Isolation	Concurrent readers/writers don't interfere	Snapshot isolation — readers see the table as it was when they started reading. Writers use optimistic concurrency (see Q05).
Durability	Committed data survives crashes	Data is stored as Parquet on cloud storage (S3/ADLS/GCS) — inherently durable

Follow-up they'll ask: "What happens if a write fails midway?"

🧠 Memory Map

Step 1: Spark writes new Parquet data files to storage ← files exist but NOT committed

Step 2: Spark tries to write the commit JSON to _delta_log ← THIS is the atomic step

If Step 2 FAILS:

→ The Parquet files from Step 1 are "orphaned" (exist but not referenced)

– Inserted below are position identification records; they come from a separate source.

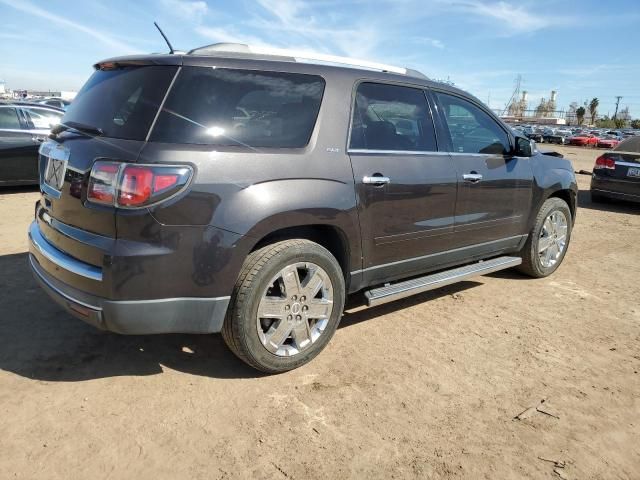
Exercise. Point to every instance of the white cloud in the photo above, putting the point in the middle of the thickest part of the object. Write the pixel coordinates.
(36, 11)
(433, 42)
(187, 9)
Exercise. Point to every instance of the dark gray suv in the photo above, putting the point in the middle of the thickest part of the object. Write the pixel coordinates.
(229, 191)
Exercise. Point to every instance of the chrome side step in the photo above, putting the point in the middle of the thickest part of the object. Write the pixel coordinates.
(389, 293)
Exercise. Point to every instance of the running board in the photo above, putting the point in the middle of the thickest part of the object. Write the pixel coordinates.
(389, 293)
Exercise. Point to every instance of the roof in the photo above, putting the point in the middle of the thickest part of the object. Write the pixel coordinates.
(301, 56)
(238, 51)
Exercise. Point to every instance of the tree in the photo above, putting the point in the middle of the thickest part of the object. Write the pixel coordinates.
(593, 109)
(620, 122)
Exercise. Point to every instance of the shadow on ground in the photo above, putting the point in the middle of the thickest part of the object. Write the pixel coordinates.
(39, 340)
(617, 206)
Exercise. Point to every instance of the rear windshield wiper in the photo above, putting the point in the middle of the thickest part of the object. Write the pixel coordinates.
(80, 127)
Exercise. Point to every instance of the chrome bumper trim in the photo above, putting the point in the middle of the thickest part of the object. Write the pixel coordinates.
(60, 258)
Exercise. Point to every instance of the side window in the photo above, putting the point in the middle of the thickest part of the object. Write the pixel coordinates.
(471, 129)
(248, 108)
(9, 118)
(390, 117)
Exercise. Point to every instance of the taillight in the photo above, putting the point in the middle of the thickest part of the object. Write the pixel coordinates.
(605, 162)
(102, 182)
(130, 185)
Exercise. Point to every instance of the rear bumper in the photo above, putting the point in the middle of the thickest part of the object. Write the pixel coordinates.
(168, 315)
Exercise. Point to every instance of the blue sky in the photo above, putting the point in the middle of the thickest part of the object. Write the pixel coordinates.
(581, 49)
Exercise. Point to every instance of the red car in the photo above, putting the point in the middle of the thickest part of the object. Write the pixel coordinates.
(608, 142)
(584, 140)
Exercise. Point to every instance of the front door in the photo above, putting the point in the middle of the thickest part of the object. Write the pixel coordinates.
(406, 190)
(494, 186)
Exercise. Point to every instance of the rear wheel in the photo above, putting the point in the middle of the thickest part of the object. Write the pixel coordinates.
(286, 305)
(547, 244)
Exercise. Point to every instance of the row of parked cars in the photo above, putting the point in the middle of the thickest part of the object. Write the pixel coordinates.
(600, 138)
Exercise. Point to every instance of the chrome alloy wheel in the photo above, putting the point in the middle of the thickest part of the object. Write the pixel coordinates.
(295, 309)
(553, 239)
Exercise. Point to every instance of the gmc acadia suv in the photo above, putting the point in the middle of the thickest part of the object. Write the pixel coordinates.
(225, 190)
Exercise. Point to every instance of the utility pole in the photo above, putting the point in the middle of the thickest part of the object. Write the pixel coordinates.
(615, 115)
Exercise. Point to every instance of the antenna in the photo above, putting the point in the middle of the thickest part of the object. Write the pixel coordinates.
(618, 98)
(171, 50)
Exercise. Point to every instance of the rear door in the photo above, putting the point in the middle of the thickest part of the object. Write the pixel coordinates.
(406, 190)
(18, 148)
(121, 102)
(494, 186)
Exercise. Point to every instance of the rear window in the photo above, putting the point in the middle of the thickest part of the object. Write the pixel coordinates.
(219, 106)
(122, 102)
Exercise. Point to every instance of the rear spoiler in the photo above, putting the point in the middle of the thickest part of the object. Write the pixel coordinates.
(138, 61)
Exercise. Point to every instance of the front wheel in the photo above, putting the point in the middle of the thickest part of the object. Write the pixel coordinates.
(286, 305)
(549, 239)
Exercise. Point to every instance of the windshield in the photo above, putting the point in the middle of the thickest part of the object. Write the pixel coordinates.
(121, 102)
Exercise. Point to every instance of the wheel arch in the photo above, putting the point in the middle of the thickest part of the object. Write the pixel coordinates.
(331, 237)
(569, 197)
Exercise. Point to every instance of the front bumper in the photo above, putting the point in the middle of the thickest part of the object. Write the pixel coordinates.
(168, 315)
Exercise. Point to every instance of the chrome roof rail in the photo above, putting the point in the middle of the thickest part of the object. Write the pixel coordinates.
(301, 56)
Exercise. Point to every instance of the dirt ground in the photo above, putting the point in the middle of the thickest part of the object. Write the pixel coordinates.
(427, 387)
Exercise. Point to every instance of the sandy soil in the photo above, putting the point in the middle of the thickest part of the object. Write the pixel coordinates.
(427, 387)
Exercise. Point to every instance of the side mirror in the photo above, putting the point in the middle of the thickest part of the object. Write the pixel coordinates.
(524, 147)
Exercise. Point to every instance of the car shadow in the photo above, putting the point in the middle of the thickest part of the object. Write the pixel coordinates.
(357, 301)
(39, 340)
(607, 205)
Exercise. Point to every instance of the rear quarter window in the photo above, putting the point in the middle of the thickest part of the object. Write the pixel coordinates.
(219, 106)
(122, 102)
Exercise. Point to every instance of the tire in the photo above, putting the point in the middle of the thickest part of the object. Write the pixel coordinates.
(534, 261)
(270, 274)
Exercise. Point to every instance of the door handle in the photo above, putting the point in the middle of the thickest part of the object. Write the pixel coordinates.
(472, 177)
(375, 179)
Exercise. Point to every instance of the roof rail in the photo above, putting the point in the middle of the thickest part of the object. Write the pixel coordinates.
(300, 56)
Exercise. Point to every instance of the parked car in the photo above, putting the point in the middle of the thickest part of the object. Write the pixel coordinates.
(559, 136)
(583, 140)
(616, 173)
(536, 135)
(55, 102)
(163, 210)
(23, 127)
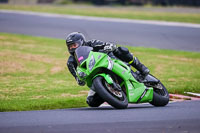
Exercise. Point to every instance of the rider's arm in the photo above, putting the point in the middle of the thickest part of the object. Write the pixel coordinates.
(99, 45)
(72, 65)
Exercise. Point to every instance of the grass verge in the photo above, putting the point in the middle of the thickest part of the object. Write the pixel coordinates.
(129, 13)
(33, 74)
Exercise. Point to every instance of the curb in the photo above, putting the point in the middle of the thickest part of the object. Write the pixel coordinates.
(179, 98)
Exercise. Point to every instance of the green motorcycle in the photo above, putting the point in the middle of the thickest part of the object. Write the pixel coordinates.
(115, 82)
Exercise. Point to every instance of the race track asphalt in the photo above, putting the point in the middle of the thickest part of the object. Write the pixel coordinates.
(178, 117)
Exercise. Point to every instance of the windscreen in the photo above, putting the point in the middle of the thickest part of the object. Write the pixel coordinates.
(82, 53)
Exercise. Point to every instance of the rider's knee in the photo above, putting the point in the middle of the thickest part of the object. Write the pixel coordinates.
(124, 54)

→ No commit JSON means Delta doesn't know about them

→ Next VACUUM will clean them up

→ Table state is unchanged — ZERO corruption

If Step 2 SUCCEEDS:

→ Transaction is committed

→ Readers will see the new data

Interview Tip: "The key insight is that the commit JSON file is the SINGLE point of atomicity. Data files can be partially written — it doesn't matter until the commit JSON makes them visible."

SECTION 2: TRANSACTION LOG DEEP DIVE

Q04 — What is the Delta Transaction Log (_delta_log)? What's inside each commit?

Question: "Explain the Delta transaction log in detail. What exactly is stored in each commit file?"

Each JSON commit file contains these actions:

json

// Example: 00000000000000000005.json (Commit #5)
{
  "commitInfo": {
    "timestamp": 1711670400000,
    "operation": "MERGE",
    "operationParameters": {"predicate": "t.id = s.id"},
    "operationMetrics": {
      "numTargetRowsInserted": "1500",
      "numTargetRowsUpdated": "300",
      "numTargetRowsDeleted": "50"
    }
  },
  "add": {
    "path": "part-00000-new-file.snappy.parquet",
    "size": 1073741824,
    "partitionValues": {"date": "2026-03-29"},
    "stats": "{\"numRecords\":50000,\"minValues\":{\"id\":1},\"maxValues\":{\"id\":50000}}"
  },
  "remove": {
    "path": "part-00000-old-file.snappy.parquet",
    "deletionTimestamp": 1711670400000,
    "dataChange": true
  }
}

Action	What It Records	Example
`add`	New Parquet file was added to the table	After INSERT, MERGE, or OPTIMIZE
`remove`	File was logically deleted (still physically exists!)	After UPDATE, DELETE, or OPTIMIZE
`metaData`	Schema change, table properties changed	After ALTER TABLE or schema evolution
`protocol`	Reader/writer version requirements	After enabling new features (e.g., Deletion Vectors)
`commitInfo`	Who, when, what operation, and metrics	Every commit has this

Critical detail: remove is LOGICAL, not physical

🧠 Memory Map

remove: "part-00000-old-file.snappy.parquet"

→ File is marked as "no longer part of current table state"

→ File STILL EXISTS on disk (for time travel!)

→ File is PHYSICALLY deleted only when VACUUM runs

→ Default: VACUUM deletes files older than 7 days

Interview Tip: "The transaction log is append-only — you never modify existing commit files, you only add new ones. This is what makes it safe for concurrent readers."

Q05 — What are checkpoint files? Why are they critical?

Question: "Without checkpoints, what happens when a Delta table has 100,000 commits?"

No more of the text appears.